Analysts note that Li’s visit supports China’s longstanding involvement in Zambia’s development, including recent approval of a major refurbishment of the Tazara Railway. Built in the 1970s with Chinese financing, the railway provides access to Zambia’s copper reserves through Tanzania and remains a central project as alternative trade routes backed by Europe and the United States continue to expand.

 

China’s ambassador to Zambia, Han Jing, stated that the visit is expected to result in multiple cooperation agreements, highlighting the impact of Chinese investment on Zambia’s economic transformation.

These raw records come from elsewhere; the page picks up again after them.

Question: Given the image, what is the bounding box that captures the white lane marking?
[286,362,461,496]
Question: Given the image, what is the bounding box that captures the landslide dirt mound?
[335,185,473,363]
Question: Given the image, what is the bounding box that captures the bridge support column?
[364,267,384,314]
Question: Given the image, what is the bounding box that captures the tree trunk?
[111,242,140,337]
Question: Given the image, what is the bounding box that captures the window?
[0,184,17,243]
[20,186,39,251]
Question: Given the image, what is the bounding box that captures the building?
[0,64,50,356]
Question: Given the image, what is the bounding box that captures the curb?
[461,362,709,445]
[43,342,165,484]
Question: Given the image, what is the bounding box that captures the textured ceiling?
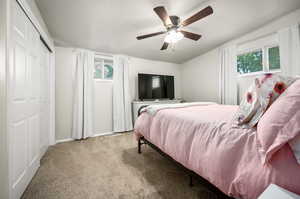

Han encouraged the country to leverage China’s technological and economic expertise to strengthen resilience and capacity building.

 

In the wake of pandemic-era borrowing that strained many African economies, Zambia—like several countries in the region—has shifted its focus from loans to direct investment. Analysts previously noted that the complexity of Zambia’s debt restructuring process stemmed from the large number of Chinese lenders involved.

 

Over the past two decades, Chinese companies have invested about $6 billion in Zambia, primarily in the metals sector. Competition has increased as European and U.S. partners expand their own investment activities, including new commitments announced this month in transport, energy, agriculture, and critical raw materials.